Connect to the battery 
When you turn the power off to leave the boat unattended, you don't want to turn off the bilge pump. Connect an automatic bilge pump directly to the battery, not through the distribution panel. 

Fuse the positive side 
It is essential to have a fuse in the positive wire as close to the battery as possible. Some switch panels (see below) include a fuse. Otherwise join an in-line fuse holder to the battery end of the positive wire using a crimp butt connector. 

Install terminal fittings 
Do not strip the ends of the supply wires and loop them beneath the battery terminal wing nuts. Install crimp-on ring terminals the proper size to fit the threaded posts on your battery. Use a copper washer-not steel-between the wing nut and the ring terminal. 

Three-way switch 
If your bilge pump has a separate float switch, you may want to wire it to a three way switch that allows you to select automatic, on, or off.
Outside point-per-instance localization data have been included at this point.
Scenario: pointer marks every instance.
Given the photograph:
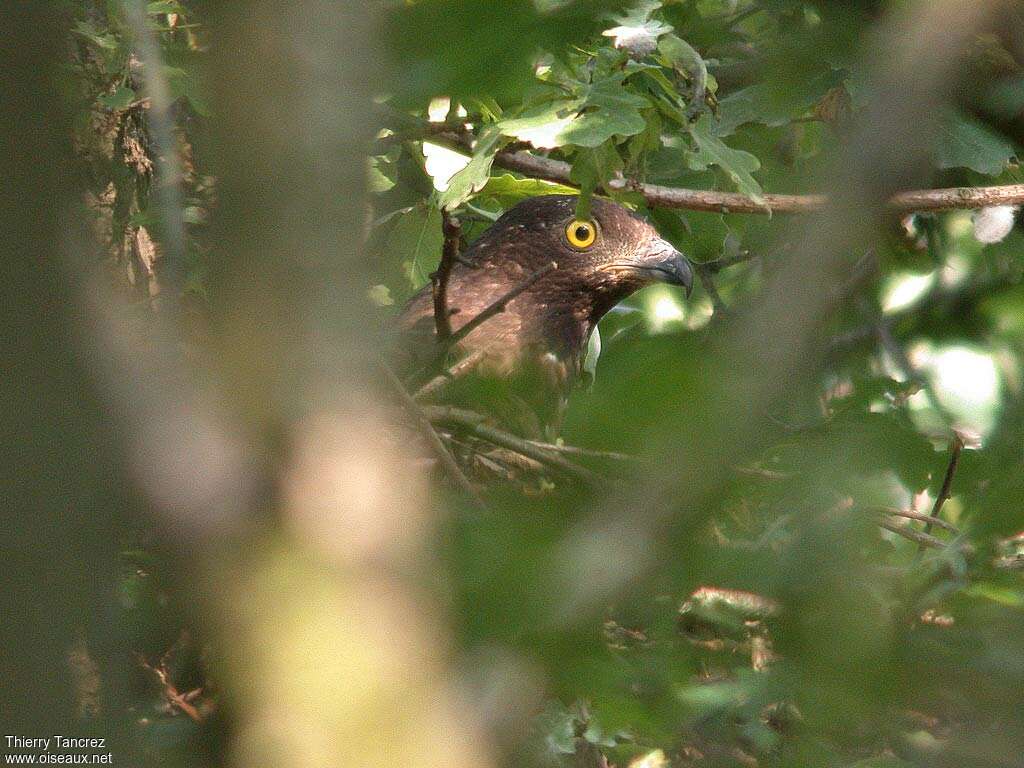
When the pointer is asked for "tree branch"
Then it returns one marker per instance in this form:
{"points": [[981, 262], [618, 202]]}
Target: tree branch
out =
{"points": [[458, 370], [956, 448], [438, 280], [475, 424], [436, 443]]}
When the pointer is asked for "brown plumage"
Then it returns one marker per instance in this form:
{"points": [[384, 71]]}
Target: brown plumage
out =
{"points": [[537, 345]]}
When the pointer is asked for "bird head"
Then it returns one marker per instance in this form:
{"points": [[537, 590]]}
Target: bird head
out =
{"points": [[601, 259]]}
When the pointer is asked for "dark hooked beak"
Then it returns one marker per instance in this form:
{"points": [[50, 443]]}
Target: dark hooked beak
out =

Be sure to support all wire runs at least every 18 inches using cable clamps or ties.
_________________


----------



## MATT (Apr 30, 2007)

Tom thanks for a lot of very good information and getting the thred back on tract.


I printed your post and will save as reference later.


----------



## marshman (Feb 9, 2007)

dang,   ......a 3500 gph pump...????man that will suck the glass off the floor of your boat....lol ;D ;D


----------



## Guest (May 20, 2008)

> dang,  ......a 3500 gph pump...????man that will suck the glass off the floor of your boat....lol ;D ;D



Thereby flipping the bhote?


----------